The compute die is on the TSMC 4nm process, same as the B200. Die size from the photo looks like it’s at the reticle size limit, compared to B200 which uses 2 dies at the reticle limit. So, even if the Sohu chips are memory bandwidth limited, they should be ~20-30% cheaper to produce in terms of $/memory bandwidth, and much more energy efficient than Nvidia’s B200. However they only support transformers (and there’s a separate variant for MoE models), and if AI architectures shift then it would take Etched around 3 years to be able to launch a new chip accommodate the new architecture. If this style of chip becomes dominant, it would create a degree of lock-in to the transformer architecture and make it more difficult to switch to new architectures.
Their website is just renders not real photos, so I’m pretty sure they don’t have chips made yet, and the performance numbers are theoretical and could be way off. But they just announced a $120M fundraise, so they should have enough funding to see this chip across the finish line. I made a market on Manifold on whether they will ship these within a year. I think I’m selling some of my Nvidia stock though.

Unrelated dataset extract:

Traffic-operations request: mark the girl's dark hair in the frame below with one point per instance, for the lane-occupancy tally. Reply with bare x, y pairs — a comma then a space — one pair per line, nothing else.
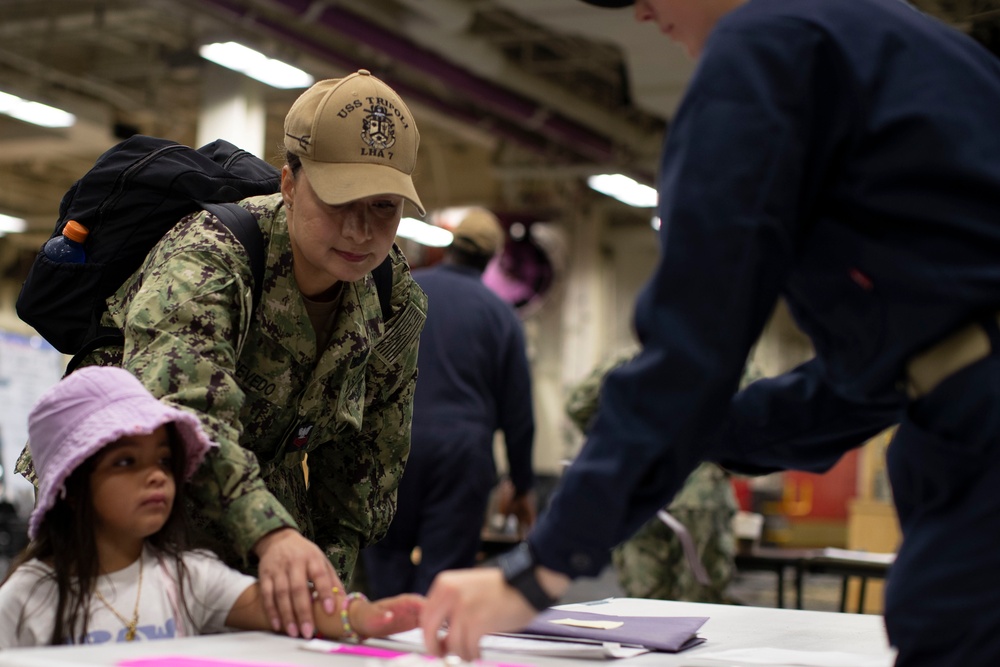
65, 542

the reason why etched was less bandwidth limited is they traded latency for throughput by batching prompts and completions together. Gpus could also do that but they don’t to improve latency
Crypto asics fundamentally didn’t need memory bandwidth. Modern GPUs are basically memory bandwidth asics already.
Basically, the claims in the linked post that LLM inference is compute bound, and that a modern nvidia chip inferring LLaMa only achieves 30% utilization, seem extraordinarily unlikely to both be true.
I was pretty confused why they didn’t focus on memory instead of flops. Maybe it was just a bad bet? Who would have made that bet? IIRC, memory speed was widely known to be The Thing for at least five years.
Pretty sure you can improve on memory speed tremendously if the order-of-access is known before design. Weird they apparently didn’t do that¿
Is there anything useful we can learn from Crypto ASICs as to how this will play out? And specifically, how to actually bet on it?
I think the main way to bet is to find some equity and buy it. Might be hard to find.